> how expensive tubes are getting
I recall what tubes cost in my youth, also I was just looking at a 1938 price list.
As far as I can tell, tube prices have kept-up with the price of beer.
> magically make them last forever
Making a beer last forever might be nice....
NEW-Tube prices seem to have risen a little faster than the price of gasoline or beef, a LOT faster than the price of resistors (which dropped 1970-2000), a lot slower than the price of cigarettes, a little slower than the price of cars.
On average, new-tube prices relative to your other expenses and vices have not changed much in decades.

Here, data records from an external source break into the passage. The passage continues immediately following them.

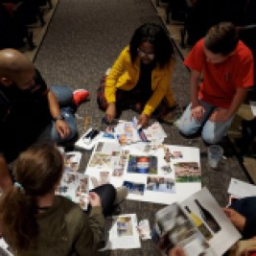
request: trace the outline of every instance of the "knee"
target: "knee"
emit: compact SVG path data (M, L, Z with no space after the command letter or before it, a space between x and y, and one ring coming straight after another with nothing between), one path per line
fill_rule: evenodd
M190 126L190 122L187 122L186 119L180 119L178 124L179 132L185 136L191 136L197 133L194 127Z
M218 144L221 138L216 136L215 132L205 132L202 131L201 137L203 141L207 144Z

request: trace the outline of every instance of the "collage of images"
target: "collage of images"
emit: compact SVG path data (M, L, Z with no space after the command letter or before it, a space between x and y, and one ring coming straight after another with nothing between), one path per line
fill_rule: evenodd
M83 191L105 183L126 186L129 196L142 198L149 193L175 195L178 183L200 184L201 181L198 162L186 161L186 154L182 147L173 150L168 145L142 143L134 150L131 145L123 147L112 140L99 141L81 181L79 181L83 175L79 173L81 152L65 153L65 175L59 191L84 205L87 202ZM81 190L82 182L86 188Z

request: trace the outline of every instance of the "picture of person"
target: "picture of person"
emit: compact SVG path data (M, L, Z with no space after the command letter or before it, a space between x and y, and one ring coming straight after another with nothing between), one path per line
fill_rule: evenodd
M89 163L89 167L108 168L111 166L111 155L95 153Z
M80 179L77 191L81 192L81 194L85 194L88 192L88 179L87 179L87 177Z
M76 175L75 175L65 173L63 177L64 177L64 182L66 182L67 184L76 182Z
M112 173L113 176L123 176L124 169L115 169Z
M147 179L147 190L174 194L175 193L175 182L173 178L149 176Z
M109 183L109 172L100 172L100 184Z
M65 153L64 154L65 169L69 172L78 172L81 158L81 152Z
M117 219L116 226L119 237L132 236L132 223L130 217L119 217Z
M177 158L182 158L183 154L181 151L173 151L172 152L172 158L177 159Z
M144 195L145 191L145 184L143 183L136 183L131 181L124 181L123 186L126 186L128 190L128 193L135 194L135 195Z
M96 146L96 151L97 152L101 152L102 151L102 150L103 150L103 148L104 148L104 142L99 142L98 144L97 144L97 146Z

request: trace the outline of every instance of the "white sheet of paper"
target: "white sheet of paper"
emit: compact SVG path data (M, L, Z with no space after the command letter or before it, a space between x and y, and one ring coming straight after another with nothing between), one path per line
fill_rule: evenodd
M90 151L95 146L95 144L102 138L104 132L100 131L100 133L88 144L84 143L84 140L83 140L83 136L86 133L82 134L79 138L79 140L75 143L75 146L78 147L78 148L83 149L83 150Z
M141 247L136 214L112 216L106 219L105 223L106 243L105 247L101 250Z
M254 116L256 116L256 102L250 102L251 112Z
M254 197L256 196L256 186L232 177L227 193L240 198Z

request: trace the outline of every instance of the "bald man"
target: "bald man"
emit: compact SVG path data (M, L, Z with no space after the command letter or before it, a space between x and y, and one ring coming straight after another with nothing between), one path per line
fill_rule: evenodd
M20 151L36 141L64 143L76 136L76 104L79 103L74 103L73 91L68 86L48 88L33 62L20 52L0 51L0 187L3 190L12 184L7 163L13 161Z

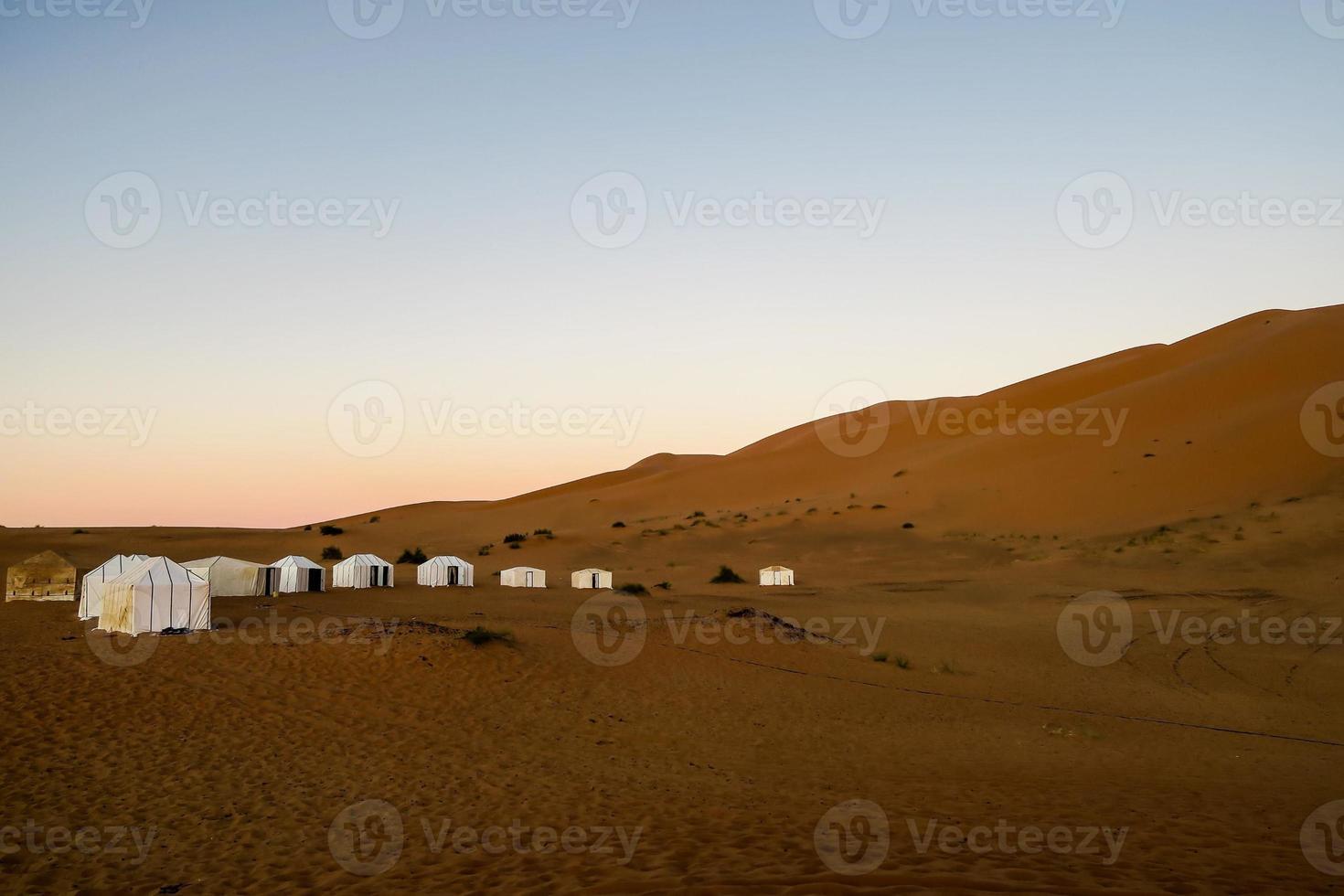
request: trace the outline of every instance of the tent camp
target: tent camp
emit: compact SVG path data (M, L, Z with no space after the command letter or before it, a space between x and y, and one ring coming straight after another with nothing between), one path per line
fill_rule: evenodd
M118 553L83 578L79 588L79 618L97 619L102 613L102 592L118 575L149 557L144 553Z
M356 553L332 567L335 588L391 588L392 564L374 553Z
M513 567L500 572L500 584L505 588L544 588L546 570Z
M280 571L277 588L281 594L327 590L327 570L308 557L292 553L288 557L276 560L271 566Z
M606 570L579 570L570 575L570 584L575 588L610 588L612 574Z
M125 634L206 631L210 583L168 557L149 557L103 587L98 627Z
M419 564L415 582L430 588L461 586L470 588L476 570L462 557L438 556Z
M274 592L280 578L276 567L234 557L206 557L183 566L210 583L212 598L259 598Z
M9 600L74 600L79 587L79 571L70 557L55 551L43 551L17 566L9 567L4 578L4 599Z

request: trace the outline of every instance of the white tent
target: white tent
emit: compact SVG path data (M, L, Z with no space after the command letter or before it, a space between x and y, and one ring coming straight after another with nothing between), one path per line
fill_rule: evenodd
M391 588L392 564L375 553L356 553L332 567L335 588Z
M130 567L102 592L98 627L126 634L210 629L210 583L168 557Z
M210 583L212 598L259 598L276 590L276 567L234 557L188 560L184 567Z
M606 570L579 570L570 575L570 584L575 588L610 588L612 574Z
M438 556L419 564L415 570L415 582L430 588L462 586L470 588L476 578L476 570L462 557Z
M79 590L79 618L97 619L98 614L102 613L102 594L108 583L141 560L148 559L144 553L118 553L86 575L83 587Z
M327 570L308 557L292 553L288 557L276 560L271 566L280 571L280 580L276 587L281 594L327 590Z
M544 588L546 570L513 567L500 572L500 584L505 588Z

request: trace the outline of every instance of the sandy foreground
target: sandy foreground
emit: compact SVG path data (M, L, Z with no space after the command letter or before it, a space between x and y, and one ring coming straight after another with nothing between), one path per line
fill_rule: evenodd
M0 564L423 548L477 582L130 645L0 606L0 889L1339 892L1344 422L1308 396L1341 344L1341 309L1266 312L937 403L1125 415L1099 435L892 403L852 457L840 419L339 535L0 528ZM797 587L710 584L775 563Z

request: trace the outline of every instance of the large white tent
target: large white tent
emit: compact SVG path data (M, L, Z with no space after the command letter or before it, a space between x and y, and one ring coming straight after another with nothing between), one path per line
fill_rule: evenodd
M276 567L234 557L188 560L184 567L210 583L212 598L259 598L276 590Z
M125 634L210 629L210 583L168 557L130 567L102 592L98 627Z
M327 590L327 570L308 557L292 553L288 557L276 560L271 566L280 570L277 588L281 594Z
M453 556L430 557L415 570L415 582L430 588L453 586L470 588L474 578L474 567L462 557Z
M356 553L332 567L335 588L391 588L392 564L376 553Z
M500 584L505 588L544 588L546 570L534 567L512 567L500 572Z
M118 553L101 567L87 574L79 590L79 618L97 619L102 613L102 594L108 583L118 575L149 557L144 553Z
M570 584L575 588L610 588L612 574L606 570L579 570L570 574Z

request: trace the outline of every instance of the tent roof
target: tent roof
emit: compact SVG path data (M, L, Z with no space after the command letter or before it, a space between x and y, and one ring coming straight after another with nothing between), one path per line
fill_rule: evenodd
M288 557L281 557L271 563L273 567L298 567L300 570L321 570L320 566L309 560L308 557L301 557L297 553L290 553Z
M339 567L351 567L351 566L359 566L359 567L390 567L392 564L388 563L387 560L384 560L383 557L378 556L376 553L355 553L355 555L351 555L351 556L345 557L344 560L341 560L336 566L339 566Z
M426 560L421 566L422 567L427 567L427 566L469 567L472 564L468 563L466 560L464 560L462 557L454 557L450 553L442 553L442 555L439 555L437 557L430 557L429 560Z
M70 559L67 553L58 553L56 551L43 551L42 553L34 553L27 560L16 563L15 566L24 566L28 563L44 564L44 563L65 563L66 566L75 566L75 562Z

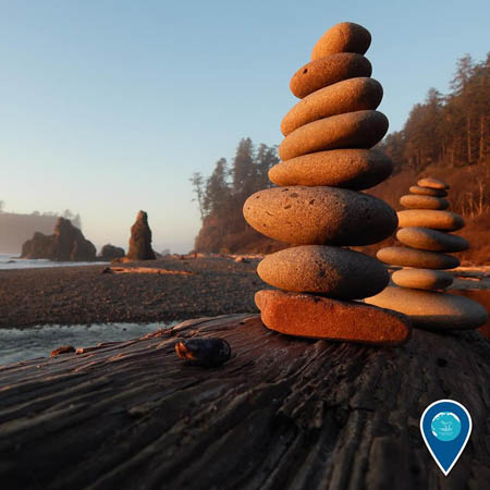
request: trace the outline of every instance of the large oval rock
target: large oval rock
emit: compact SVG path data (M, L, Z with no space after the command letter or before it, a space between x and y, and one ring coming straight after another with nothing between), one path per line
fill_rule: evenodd
M279 146L279 158L336 148L371 148L388 131L388 119L378 111L357 111L320 119L290 133Z
M339 299L373 296L390 281L379 260L324 245L303 245L268 255L258 265L257 273L281 290L321 293Z
M394 210L381 199L335 187L275 187L245 201L250 226L295 245L368 245L396 229Z
M339 52L302 66L291 78L291 91L303 99L315 90L347 78L371 76L372 66L367 58L353 52Z
M450 185L448 185L445 182L440 181L439 179L434 177L425 177L420 179L417 182L417 185L420 187L430 187L430 188L450 188Z
M402 287L443 290L453 283L453 275L442 270L402 269L393 272L391 280Z
M449 201L440 197L409 194L400 198L400 204L408 209L448 209Z
M402 228L396 232L396 238L409 247L422 250L462 252L469 248L469 243L463 236L451 235L429 228Z
M369 30L354 22L341 22L320 37L311 51L311 60L334 52L358 52L364 54L371 44Z
M294 106L281 122L287 136L313 121L369 109L376 109L383 97L381 84L373 78L350 78L316 90Z
M465 225L460 215L451 211L433 211L431 209L407 209L399 211L400 228L421 226L434 230L456 231Z
M452 255L407 247L384 247L376 256L385 264L420 269L454 269L460 265L460 259Z
M364 303L262 290L256 293L255 304L269 329L287 335L401 345L412 333L404 315Z
M414 327L421 329L476 329L488 319L487 310L478 303L436 291L387 287L365 302L407 315Z
M409 188L409 192L419 196L445 197L448 195L448 193L442 188L420 187L418 185L413 185Z
M278 185L328 185L362 191L388 179L393 163L381 151L335 149L303 155L278 163L269 179Z

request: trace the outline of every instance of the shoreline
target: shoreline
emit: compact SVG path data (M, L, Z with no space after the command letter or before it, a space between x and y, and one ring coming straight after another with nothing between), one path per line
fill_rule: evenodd
M103 273L107 264L2 269L0 329L257 314L255 293L271 289L257 275L258 262L257 257L186 256L113 262L110 273ZM490 267L462 267L454 273L449 292L476 294L489 309Z
M0 329L44 324L152 323L258 313L256 291L270 287L257 259L164 258L113 264L177 273L102 273L107 265L0 270Z

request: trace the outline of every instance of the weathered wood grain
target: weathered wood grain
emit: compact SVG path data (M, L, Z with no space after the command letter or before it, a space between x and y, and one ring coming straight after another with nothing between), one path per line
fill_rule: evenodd
M177 358L221 336L219 368ZM373 348L268 331L257 316L0 367L0 488L488 489L490 343L415 331ZM444 477L419 434L453 399L474 431Z

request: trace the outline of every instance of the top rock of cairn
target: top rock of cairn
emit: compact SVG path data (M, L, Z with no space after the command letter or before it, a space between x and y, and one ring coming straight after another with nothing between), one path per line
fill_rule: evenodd
M282 160L270 172L280 187L252 195L247 222L293 246L267 256L258 274L284 291L256 294L264 323L292 335L396 345L409 335L408 319L354 299L372 296L389 281L377 259L340 248L367 245L397 225L384 201L357 191L385 180L391 160L370 149L388 131L376 108L379 82L363 56L370 34L342 23L328 30L311 60L291 81L302 98L285 115Z

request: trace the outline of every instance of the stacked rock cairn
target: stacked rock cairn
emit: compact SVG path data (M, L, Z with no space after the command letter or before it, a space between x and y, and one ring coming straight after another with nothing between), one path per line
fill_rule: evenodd
M487 319L487 310L478 303L446 293L453 275L443 269L460 266L446 253L462 252L469 243L451 231L465 223L461 216L448 211L444 197L449 185L432 177L421 179L409 188L400 204L400 230L396 238L404 246L381 248L377 257L392 266L402 266L392 274L394 286L366 299L367 303L402 311L414 327L432 330L475 329ZM434 270L436 269L436 270Z
M364 57L370 41L363 26L338 24L293 75L291 90L302 100L281 123L282 162L269 172L279 187L253 194L244 216L258 232L291 245L258 266L259 277L279 287L255 296L268 328L397 345L409 336L407 317L355 301L387 286L385 267L346 248L378 243L397 225L390 206L359 192L392 172L390 159L370 149L388 131L388 119L376 111L382 87Z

> magically make them last forever
Heater failure is usually not why we discard a tube. Yes, I have heard of brand-new tubes apparently suffering heater failure in the first hour; these were just made bad, nothing you can do. We discard 12AX7 because we throw the amp in/out of the Econoline so hard the little bits loosen up and rattle microphonically. We discard 6L6 because we run 500V to get 50W out of a pair of 360V tubes good for 36W (or, again, because they were made bad). This actually makes sense to professional musicians: maximum racket in the least weight and up-front cost is worth regular re-tubing. Stage-amp tube-costs come to around 10 cents an hour, less than the cost of strings, picks, and shirt-laundry. Less-over-stressed tube applications will have even lower costs, and hopefully higher hourly value.
> really expensive unobtainium tubes (300Bs, 348A's, 45's, 1603's, etc)
Right. If you "must" use an HK257 (large sweet power pentode) in your Champ, you have to fight for the very few ever made 50+ years ago. Like buying a Packard, except you can re-ring and paint-up a Packard, we don't rebuild small bottles.